The last naughty Spo-shirt pic:  the well has now officially run dry!


  1. The love goes both ways, Buddy. We love you too :-)

  2. Take care of yourself during your internet exile.

    I trust things will get better with the wife. It may be water off the back, but don't fool yourself into thinking some of that doesn't soak in.

  3. What a tease dude! Ah the days before the net - how did we survive - the world was the same as it was - we learn to adapt!

    As Cubby said - we love u too my friend!

  4. that does it mister; where are the photos with the full frontals?
    Enough of the teasing !!!!

  5. Back at 'ya stud!

    And I second Spo's comment - where's the beef?

    BTW, nice butt - very edible.

  6. You've got great kids. You should be proud! And your wife will come around.
    Take care!

  7. Sounds like your kids are more like young adults... and good people.

  8. Cubby & SteveA: thank you!

    Mack: yes, I shouldn't be so glib about it. Yes, being yelled at affects me deeply (I've very sensitive) but I refuse to stew over it for long. In these exchanges, my best strategy is to remain calm and reassuring. It would be infinitely worse if both of us were out of control.

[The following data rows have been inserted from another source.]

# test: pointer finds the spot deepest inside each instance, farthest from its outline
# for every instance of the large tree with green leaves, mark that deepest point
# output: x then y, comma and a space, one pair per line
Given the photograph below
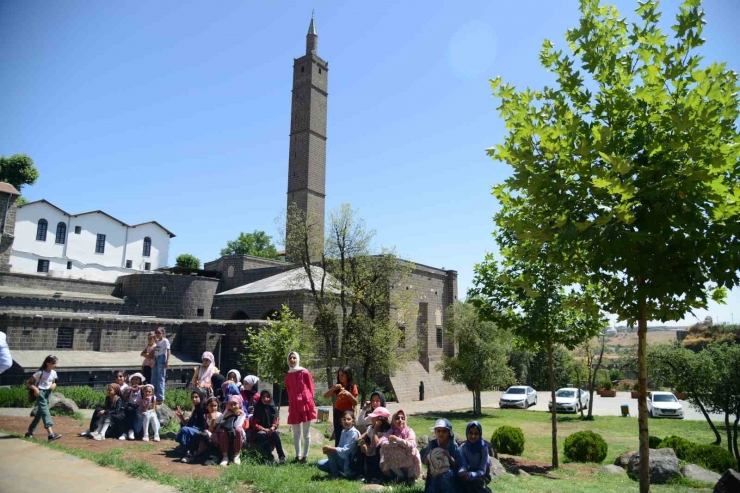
268, 347
18, 170
482, 353
257, 244
187, 261
628, 167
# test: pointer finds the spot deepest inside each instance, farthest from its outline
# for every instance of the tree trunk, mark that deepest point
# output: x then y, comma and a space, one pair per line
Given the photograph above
593, 380
642, 393
554, 415
734, 439
729, 432
717, 436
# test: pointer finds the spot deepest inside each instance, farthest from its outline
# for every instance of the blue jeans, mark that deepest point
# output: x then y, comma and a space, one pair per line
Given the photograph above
159, 376
189, 437
333, 464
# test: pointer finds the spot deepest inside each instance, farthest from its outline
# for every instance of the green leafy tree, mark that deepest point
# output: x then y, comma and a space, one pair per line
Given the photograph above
187, 261
257, 244
268, 347
688, 370
18, 170
527, 295
482, 353
628, 167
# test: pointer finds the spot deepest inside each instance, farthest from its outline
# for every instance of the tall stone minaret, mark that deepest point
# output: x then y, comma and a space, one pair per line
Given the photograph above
307, 160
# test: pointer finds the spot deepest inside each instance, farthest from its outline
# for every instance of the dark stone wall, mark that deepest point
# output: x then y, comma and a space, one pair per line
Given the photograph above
28, 331
56, 284
244, 269
431, 289
8, 210
169, 296
257, 307
63, 305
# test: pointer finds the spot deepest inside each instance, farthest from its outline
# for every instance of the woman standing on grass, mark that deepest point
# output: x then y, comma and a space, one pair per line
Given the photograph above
42, 384
301, 406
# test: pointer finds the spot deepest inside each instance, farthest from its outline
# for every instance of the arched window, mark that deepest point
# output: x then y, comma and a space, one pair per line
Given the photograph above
61, 233
240, 315
41, 230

    D@vid, DeepBlue: Yes, the kids are smart, perceptive and remarkable people. I must add, both my wife and I are fantastic parents as well, each in our own way. I had the huge advantage of a loving, stable upbringing. My wife's upbringing was horribly dysfunctional; she's never really recovered from it.

    RG & Spo: You wish!! If I was to be perfectly honest, I fear my full frontal would be a disappointment.

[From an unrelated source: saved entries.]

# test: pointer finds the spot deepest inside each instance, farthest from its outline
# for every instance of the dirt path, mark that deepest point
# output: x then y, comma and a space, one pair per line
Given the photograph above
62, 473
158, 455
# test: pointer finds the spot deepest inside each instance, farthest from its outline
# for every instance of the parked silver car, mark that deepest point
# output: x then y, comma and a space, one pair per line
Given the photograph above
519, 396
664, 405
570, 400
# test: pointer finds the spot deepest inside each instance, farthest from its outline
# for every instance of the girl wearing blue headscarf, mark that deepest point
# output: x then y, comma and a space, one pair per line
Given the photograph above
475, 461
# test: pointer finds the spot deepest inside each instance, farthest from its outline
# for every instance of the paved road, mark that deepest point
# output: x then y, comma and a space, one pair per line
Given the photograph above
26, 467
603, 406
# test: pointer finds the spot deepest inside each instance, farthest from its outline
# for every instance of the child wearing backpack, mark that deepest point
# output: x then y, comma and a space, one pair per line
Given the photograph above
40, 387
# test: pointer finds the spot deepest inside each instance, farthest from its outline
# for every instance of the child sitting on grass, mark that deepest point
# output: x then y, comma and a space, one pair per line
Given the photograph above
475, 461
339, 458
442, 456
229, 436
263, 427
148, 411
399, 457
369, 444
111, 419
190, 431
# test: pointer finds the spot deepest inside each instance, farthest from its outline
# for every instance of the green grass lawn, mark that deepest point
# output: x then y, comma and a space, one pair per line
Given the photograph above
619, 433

  9. anne marie in phillyApril 29, 2011 at 5:39 PM

    so sorry, honey, about your verbal bashing. but we all love you! and so do your kids!

    that final pix...jeebus, such a nice ass...I wanna pinch it and smack it! sexay! :-)

    perhaps your wife's verbal nasties are also part of the hurt she experienced growing up. I am a child of dysfunctional train wrecks, so I get it.

    and thanks for the shout-out (one gal), sweetie! smooches!

  10. anne marie: Thanks! Yes... you nailed it My wife's behaviour is identical to that which she received during her her rotten childhood, She has never fully recovered. I was warned by her family (prior to our marriage) that a great deal of understanding and empathy would be needed.

    My wife is a fantastic, compassionate person with many good qualities who has been placed in a rotten situation. It broke my heart recently when she pointed out that we had had so many good times in our marriage.

  11. Lots covered in this post. You really made the most of your time at the library. I'll just comment that I think the internet is an invaluable tool for helping connect people who otherwise would not have the opportunity to meet other gay men.

    I wish you continued luck with your ex-wife and hope that she can eventually get beyond her feelings of hurt.


  12. Sometimes a person never comes around. Sometimes a person uses verbal abuse in an attempt to get a rise out of the otherwise rational and calm person. If they don't succeed, they are often more frustrated and lash out even more.

    As mentioned above, great kids, rational reactions and a steady move forward. Time doesn't always heal everything, but often makes looking back less painful.

    Yes, we're here.

  13. Cajun: I'm absolutely sure my wife is well on her way to acceptance; it is her journey as well as my journey. About your second and third sentences: I know there were a some of those issues at play. I was always confident that after the "explosion" and a calming-down period, we would always have a rational discussion of the issue. We would always come to a mutual agreement in the end.